Great Blue Heron admitted to the British List
The British Ornithologists’ Union Records Committee (BOURC) has admitted Great Blue Heron Ardea herodias to Category A of the British List following the record of a juvenile on 7th December 2007 on St Mary’s, Isles of Scilly (sight record, photographed).
The Great Blue Heron (herodias group) has a widespread breeding range in North America, from southeast Alaska, northern British Columbia, the central Canadian prairies, southern Ontario, southern Quebec, and the Canadian maritime provinces except Newfoundland, south to Florida, Texas, Baja California, and Central America at least to Belize and Guatemala. Its winter range extends from the Pacific coast south of 61°N through Central America, and mostly south of Canada and midwest United States. It includes the islands and coasts of the Caribbean south to Colombia.
Various taxonomic arrangements have been proposed, but a single subspecies (herodias) is recognised for most of continental North America, with the exception of the northwest (fannini) and Florida (occidentalis).
Great Blue Heron should be placed after Grey Heron Ardea cinerea on the British List as follows:
Great Blue Heron A
Ardea herodias Linnaeus
One record: juvenile, St Mary’s, Isles of Scilly, 7 December 2007.
V race undetermined but probably herodias Linnaeus.
There are two previous records of Great Blue Herons which reached British waters after being fed whilst aboard ship: one which was transported to Avonmouth in November 1968 and another which died within 150 miles of the Isles of Scilly in May 1982. Although ship-assisted vagrancy is a complication when considering records of this species, there have now been records from France, the Canary Islands, the Cape Verde Islands, and the Azores (about 23 records) which suggest that unassisted vagrants do reach the Western Palearctic.
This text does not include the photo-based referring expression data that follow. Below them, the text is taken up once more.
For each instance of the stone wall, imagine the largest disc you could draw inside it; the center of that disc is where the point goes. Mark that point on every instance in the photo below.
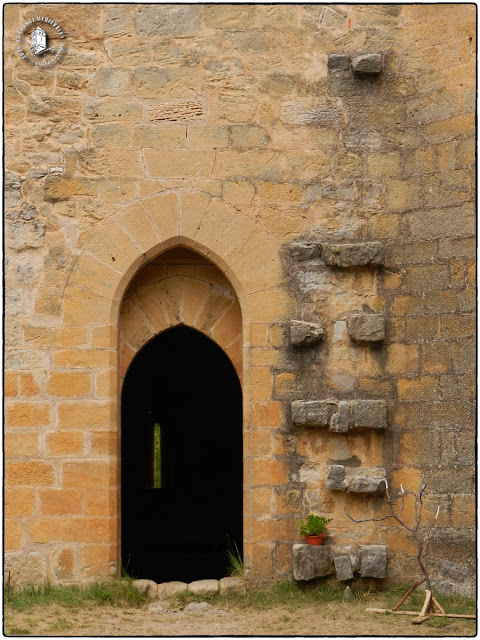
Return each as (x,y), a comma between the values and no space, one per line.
(324,195)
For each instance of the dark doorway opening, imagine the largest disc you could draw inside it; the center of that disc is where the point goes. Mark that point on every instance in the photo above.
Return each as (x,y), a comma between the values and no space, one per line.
(182,459)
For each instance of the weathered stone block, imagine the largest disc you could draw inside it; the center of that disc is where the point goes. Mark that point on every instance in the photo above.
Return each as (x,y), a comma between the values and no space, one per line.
(166,21)
(340,478)
(11,194)
(338,62)
(336,477)
(25,234)
(310,413)
(311,561)
(146,586)
(353,255)
(310,114)
(176,110)
(203,586)
(370,414)
(113,81)
(305,334)
(304,251)
(374,561)
(343,419)
(366,481)
(171,589)
(343,567)
(366,327)
(368,63)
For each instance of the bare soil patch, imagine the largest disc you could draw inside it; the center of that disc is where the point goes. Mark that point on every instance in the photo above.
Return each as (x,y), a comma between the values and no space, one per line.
(324,619)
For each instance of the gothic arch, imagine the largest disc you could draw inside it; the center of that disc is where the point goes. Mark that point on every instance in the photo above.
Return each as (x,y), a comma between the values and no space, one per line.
(249,259)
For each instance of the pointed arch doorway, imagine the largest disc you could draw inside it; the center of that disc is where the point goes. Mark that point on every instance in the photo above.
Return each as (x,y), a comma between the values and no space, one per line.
(181,456)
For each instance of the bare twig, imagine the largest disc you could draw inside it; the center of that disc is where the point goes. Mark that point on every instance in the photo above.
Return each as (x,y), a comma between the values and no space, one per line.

There was no reason to believe that the 2007 Scilly bird had been aboard ship, and the prevailing weather conditions (a near-continuous southwesterly airflow across the Atlantic created by two low pressure systems) were considered to support the case for unassisted vagrancy. Accordingly, Great Blue Heron joins three other Nearctic heron species, Snowy Egret, Green Heron and American Bittern, on Category A of the British List.
Bob McGowan, Chairman of BOURC, commented "This was one of the more straightforward assessments for a potential addition to Category A in the last few years, not least due to the very high standard of the submission documentation that included good quality images. Identification of a juvenile Great Blue Heron was easily established. There was no evidence to suggest the bird had benefited from assisted passage or any evidence of possible escape risk in Europe. Equally, the age of the bird, the date, weather and locality were convincing for genuine vagrancy. Without biometrics, a definitive statement on racial identity was impossible, though the Committee recognised that nominate herodias is the most likely on the basis of distribution and migratory behaviour. Following a speedy electronic circulation, Great Blue Heron was unanimously accepted to Category A".
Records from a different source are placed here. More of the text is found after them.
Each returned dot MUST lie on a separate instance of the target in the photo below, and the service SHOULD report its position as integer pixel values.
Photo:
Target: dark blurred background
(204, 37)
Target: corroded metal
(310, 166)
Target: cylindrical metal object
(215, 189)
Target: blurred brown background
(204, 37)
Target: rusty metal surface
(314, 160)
Adam Rowlands, Chairman of BBRC, commented “The identification of Great Blue Heron in a vagrant context has been well-covered (Birding World 11: 12-20). The occurrence of this species in the UK has long been anticipated, but it is still a considerable credit to the bird’s finder that he had an active search-image for this species and was able to confirm the identification and spread the news very quickly. Despite being a one-day occurrence, the finder also submitted excellent documentation in support of the claim, which made the assessment of the identification straightforward for BBRC”.
The British List stands at 580 species. (Category A = 560; Category B = 10; Category C = 10).